A third procurement method that Health Estates has still to tackle is LIFT (local improvement finance trusts), which is to be used alongside performance-related partnering for community schemes including GPs’ surgeries. As LIFT hands even more responsibility than PFI to the private-sector consortium, which not only commissions the design but retains ownership of the building, it presents more of a challenge to Cole.

“In LIFT, there’s no problem about the contractor having the consultants working for him. It’s more a matter of who defines, approves and signs off what the client is looking for. And whether the architect and contractor meet that standard. And if they don’t, whether the client can go back and say, ‘It’s not good enough, we’re not having it’.”

Evidently, Cole has another political battle ahead of him. He is, however, determined to keep his eye firmly on The What and duck and dive with The How to deliver it. His far-sighted creed is: “We have to remember that buildings are usually around for 50 years or more, and the political situation for financing buildings and everything else will change 10 or 15 times over that 50 years. So flexibility [of procurement] is a key element you have to get into that.”

A win–win situation

Alliances of local and British architects have done well out of Northern Ireland’s healthcare programme.
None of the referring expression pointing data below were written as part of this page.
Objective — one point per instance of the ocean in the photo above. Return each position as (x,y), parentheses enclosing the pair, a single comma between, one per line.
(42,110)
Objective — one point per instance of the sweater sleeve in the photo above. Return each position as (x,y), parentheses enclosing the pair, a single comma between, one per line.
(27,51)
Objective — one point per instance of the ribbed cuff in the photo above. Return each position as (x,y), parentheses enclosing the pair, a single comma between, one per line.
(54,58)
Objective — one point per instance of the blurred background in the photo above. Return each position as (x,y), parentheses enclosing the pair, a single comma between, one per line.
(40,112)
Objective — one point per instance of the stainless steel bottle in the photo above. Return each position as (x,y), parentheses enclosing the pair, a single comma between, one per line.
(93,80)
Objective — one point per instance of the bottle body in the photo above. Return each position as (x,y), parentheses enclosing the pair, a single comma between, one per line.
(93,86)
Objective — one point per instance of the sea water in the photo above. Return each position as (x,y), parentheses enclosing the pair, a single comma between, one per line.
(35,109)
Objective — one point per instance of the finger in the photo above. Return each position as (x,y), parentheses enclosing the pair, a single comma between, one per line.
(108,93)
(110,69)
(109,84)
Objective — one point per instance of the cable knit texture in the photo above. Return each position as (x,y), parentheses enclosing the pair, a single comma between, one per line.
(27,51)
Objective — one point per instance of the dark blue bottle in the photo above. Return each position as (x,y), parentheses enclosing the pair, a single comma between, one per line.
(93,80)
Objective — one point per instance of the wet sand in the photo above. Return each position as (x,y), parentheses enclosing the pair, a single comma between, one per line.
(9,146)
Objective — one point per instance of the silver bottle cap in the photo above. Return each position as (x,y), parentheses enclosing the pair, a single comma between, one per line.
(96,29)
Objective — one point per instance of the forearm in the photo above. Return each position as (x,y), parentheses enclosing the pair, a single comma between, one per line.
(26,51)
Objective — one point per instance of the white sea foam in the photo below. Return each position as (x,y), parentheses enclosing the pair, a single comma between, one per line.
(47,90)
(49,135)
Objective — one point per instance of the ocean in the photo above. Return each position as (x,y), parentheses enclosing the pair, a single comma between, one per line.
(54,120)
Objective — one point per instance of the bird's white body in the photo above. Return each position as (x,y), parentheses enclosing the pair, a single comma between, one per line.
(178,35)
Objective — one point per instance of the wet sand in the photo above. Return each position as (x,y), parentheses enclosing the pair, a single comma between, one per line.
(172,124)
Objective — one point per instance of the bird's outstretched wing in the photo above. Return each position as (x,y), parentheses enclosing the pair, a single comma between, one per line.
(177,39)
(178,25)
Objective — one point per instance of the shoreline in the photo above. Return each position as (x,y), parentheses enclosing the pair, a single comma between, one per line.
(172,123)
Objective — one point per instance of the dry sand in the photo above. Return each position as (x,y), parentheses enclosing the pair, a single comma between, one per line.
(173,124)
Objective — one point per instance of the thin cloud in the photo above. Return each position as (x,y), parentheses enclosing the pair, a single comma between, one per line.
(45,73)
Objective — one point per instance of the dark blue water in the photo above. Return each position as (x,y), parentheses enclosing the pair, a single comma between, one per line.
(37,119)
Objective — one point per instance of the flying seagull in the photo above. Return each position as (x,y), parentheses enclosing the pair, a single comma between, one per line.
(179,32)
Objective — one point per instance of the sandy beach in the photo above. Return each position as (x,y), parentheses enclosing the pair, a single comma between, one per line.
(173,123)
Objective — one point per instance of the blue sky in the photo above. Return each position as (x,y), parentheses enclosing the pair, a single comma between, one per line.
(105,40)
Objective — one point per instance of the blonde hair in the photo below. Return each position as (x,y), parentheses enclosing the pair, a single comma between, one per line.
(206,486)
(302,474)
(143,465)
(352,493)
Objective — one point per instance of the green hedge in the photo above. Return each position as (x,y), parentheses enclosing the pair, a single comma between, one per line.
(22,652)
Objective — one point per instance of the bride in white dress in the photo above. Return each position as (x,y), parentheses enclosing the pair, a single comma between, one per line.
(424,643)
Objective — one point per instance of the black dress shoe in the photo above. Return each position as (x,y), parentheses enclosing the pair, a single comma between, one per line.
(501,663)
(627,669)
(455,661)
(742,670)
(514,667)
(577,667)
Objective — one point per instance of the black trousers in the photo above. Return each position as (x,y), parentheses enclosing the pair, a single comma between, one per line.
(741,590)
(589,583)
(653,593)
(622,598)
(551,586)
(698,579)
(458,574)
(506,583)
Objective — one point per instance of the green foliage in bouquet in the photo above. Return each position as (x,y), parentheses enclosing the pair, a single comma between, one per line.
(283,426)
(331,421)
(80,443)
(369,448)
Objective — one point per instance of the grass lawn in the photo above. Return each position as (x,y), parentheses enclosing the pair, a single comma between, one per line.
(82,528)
For British architects inured to playing second fiddle to contractors on healthcare schemes, the work is a breath of fresh air – and to local architects, such alliances offer a way into healthcare design.
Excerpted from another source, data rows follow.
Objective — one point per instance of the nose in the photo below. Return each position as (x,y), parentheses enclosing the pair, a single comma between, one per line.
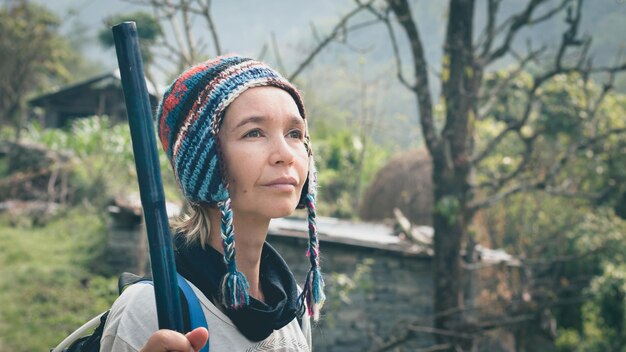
(282,152)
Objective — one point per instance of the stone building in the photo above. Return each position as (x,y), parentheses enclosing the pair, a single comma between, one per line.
(377,283)
(100,95)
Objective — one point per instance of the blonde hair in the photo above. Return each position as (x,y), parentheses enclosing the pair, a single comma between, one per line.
(194,223)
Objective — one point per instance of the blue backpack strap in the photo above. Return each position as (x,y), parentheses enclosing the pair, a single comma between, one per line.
(196,315)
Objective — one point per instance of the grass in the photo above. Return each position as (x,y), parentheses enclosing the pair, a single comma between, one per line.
(47,289)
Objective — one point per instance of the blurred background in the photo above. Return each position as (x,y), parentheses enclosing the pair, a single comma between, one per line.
(471,159)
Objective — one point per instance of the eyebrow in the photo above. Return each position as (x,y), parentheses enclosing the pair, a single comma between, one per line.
(258,119)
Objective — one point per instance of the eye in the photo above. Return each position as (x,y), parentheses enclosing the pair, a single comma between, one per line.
(296,133)
(255,133)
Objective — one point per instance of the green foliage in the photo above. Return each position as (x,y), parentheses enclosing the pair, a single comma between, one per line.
(604,315)
(344,289)
(46,290)
(343,166)
(104,164)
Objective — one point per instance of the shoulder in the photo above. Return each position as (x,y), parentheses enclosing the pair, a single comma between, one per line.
(133,318)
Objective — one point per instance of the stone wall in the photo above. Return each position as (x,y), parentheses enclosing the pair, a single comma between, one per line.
(372,293)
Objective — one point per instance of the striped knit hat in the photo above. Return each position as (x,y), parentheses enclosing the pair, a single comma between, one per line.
(189,118)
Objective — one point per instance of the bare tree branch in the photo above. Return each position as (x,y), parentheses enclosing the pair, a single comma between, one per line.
(515,23)
(206,12)
(338,29)
(402,12)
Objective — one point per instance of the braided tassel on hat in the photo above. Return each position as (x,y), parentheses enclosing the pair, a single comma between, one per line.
(234,286)
(189,118)
(313,290)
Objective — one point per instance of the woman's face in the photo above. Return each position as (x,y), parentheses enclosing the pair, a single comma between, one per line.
(262,141)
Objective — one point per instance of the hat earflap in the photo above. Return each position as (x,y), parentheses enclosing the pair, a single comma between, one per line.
(234,285)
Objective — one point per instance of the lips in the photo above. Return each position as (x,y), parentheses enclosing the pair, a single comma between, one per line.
(283,181)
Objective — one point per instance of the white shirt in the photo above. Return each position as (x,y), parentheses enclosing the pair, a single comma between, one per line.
(133,319)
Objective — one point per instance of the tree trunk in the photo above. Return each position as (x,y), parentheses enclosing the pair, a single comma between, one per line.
(451,168)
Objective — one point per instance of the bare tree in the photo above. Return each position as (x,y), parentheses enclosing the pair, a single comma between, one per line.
(453,147)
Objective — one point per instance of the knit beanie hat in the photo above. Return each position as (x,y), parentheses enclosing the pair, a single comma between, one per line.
(189,118)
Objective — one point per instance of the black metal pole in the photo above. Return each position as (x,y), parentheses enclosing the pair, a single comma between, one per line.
(148,176)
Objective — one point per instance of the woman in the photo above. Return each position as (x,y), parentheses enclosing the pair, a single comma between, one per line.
(235,133)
For instance, Avanti Architects of London teamed up with Kennedy Fitzgerald Associates of Belfast to win the commission for the Grove Well Being Centre in Belfast, which includes leisure facilities and a library. “We enjoy working with Kennedy Fitzgerald, who have a good track record for schools, churches and fire stations,” says Justin de Syllas, partner at Avanti. “And the project managers at Health Estates and the representatives at the clients’ trusts are extremely civilised people to deal with. They have a culture of doing the business instead of posturing.”
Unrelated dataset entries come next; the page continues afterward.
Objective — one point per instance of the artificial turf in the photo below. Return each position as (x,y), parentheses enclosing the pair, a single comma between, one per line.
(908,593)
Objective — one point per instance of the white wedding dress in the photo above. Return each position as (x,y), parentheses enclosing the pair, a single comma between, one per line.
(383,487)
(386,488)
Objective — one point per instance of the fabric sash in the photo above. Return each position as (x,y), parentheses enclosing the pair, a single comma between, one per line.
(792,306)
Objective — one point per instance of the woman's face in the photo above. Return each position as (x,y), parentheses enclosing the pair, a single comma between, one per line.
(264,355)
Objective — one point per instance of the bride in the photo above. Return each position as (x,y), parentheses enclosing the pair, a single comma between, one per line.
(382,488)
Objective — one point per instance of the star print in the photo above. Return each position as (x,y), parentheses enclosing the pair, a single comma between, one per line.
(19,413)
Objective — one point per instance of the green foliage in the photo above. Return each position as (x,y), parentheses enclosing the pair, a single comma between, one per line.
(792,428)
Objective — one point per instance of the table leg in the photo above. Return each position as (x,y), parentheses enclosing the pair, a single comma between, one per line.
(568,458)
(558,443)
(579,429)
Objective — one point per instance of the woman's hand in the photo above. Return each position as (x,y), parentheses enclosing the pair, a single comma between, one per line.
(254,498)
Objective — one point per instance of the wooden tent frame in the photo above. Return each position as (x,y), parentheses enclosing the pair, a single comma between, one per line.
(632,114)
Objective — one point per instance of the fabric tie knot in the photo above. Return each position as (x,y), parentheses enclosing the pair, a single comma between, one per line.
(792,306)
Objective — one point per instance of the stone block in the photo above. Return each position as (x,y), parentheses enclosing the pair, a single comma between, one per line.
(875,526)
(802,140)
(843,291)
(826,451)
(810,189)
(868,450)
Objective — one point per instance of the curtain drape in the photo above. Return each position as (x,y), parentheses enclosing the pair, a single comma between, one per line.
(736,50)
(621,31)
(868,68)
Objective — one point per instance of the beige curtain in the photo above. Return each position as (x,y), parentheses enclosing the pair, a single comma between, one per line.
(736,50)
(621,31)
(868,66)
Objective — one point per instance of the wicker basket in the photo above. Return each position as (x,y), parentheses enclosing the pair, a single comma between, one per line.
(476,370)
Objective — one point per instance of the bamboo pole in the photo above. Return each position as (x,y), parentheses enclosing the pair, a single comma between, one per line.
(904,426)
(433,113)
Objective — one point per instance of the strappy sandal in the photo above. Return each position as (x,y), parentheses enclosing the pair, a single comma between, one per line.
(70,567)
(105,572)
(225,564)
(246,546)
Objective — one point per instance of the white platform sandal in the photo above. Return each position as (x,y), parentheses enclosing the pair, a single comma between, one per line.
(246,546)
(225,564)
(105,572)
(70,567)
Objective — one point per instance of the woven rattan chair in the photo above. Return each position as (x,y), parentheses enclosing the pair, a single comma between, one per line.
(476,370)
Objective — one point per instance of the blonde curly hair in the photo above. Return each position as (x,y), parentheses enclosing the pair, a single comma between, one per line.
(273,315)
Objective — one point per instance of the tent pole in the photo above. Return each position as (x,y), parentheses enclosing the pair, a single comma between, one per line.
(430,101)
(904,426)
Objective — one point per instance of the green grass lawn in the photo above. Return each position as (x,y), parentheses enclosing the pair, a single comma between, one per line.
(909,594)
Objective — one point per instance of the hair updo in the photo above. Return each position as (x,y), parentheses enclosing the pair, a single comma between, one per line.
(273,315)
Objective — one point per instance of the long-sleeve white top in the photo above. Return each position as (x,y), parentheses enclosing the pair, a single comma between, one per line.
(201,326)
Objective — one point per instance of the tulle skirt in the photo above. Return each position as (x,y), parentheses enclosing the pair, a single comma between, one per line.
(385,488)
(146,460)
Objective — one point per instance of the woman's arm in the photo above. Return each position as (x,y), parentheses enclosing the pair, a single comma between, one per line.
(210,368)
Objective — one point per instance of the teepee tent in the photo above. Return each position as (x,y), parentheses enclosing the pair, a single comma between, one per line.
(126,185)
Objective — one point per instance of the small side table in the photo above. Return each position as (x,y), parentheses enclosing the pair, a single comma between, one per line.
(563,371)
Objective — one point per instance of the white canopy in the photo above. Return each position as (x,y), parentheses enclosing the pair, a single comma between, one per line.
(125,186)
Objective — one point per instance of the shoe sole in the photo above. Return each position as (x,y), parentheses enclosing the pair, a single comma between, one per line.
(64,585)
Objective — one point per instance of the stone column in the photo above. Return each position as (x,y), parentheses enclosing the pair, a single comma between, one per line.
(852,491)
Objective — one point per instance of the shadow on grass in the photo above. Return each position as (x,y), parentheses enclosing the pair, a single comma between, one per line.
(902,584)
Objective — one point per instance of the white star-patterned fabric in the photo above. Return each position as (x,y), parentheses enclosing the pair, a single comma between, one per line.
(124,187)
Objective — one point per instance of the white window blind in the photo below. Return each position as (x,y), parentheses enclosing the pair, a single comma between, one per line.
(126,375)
On the contracting front, local companies Farrans Construction, Graham Group and H&J Martin have all done well, although none had prior healthcare experience. Farrans targeted the sector by setting up a healthcare division that has won four contracts worth a total of £68m, which is nearly 30% of the company’s total building turnover. As well as the £60m cancer centre, the Graham and H&J Martin joint venture has completed the £40m first phase of Belfast’s Royal Victoria hospital redevelopment.

Build programme

Health Estates Northern Ireland plans to let a programme of acute hospital developments worth £2.7bn over the next five years. They include four large hospitals, each worth between £190m and £340m, “to be tested for PFI”. In addition, it is running a primary community care initiative, the first phase of which is worth £386m and comprises 57 projects including healthcare centres and facilities for children, mental health patients, and learning disabilities. The community care projects will be let either as performance-related partnerships or through Lift.

Consultant selection

Architects are selected according to three criteria: creativity, health planning and deliverability, of which creativity is given top priority. Selection is by competitive interview, although this effectively boils down to a fairly intensive conceptual design competition. Most commissions are awarded to alliances (not joint ventures) between British architects with healthcare experience and local architects with creativity and a grasp of local planning and cultural issues. Services engineers must demonstrate an ability to achieve an “excellent” score on NEAT, the NHS Environmental Assessment Tool – healthcare’s version of the BREEAM sustainability rating.

Contractor selection

Contractors are selected according to nine criteria, as well as their track records. The criteria include their choice of subcontractors and supply-chain members, along with named site managers. Value-engineering, site organisation and local employment policy are also considered important. All contracts let so far have gone to Northern Ireland firms, but large national firms are now gearing themselves up to bid for major PFI contracts in association with local firms.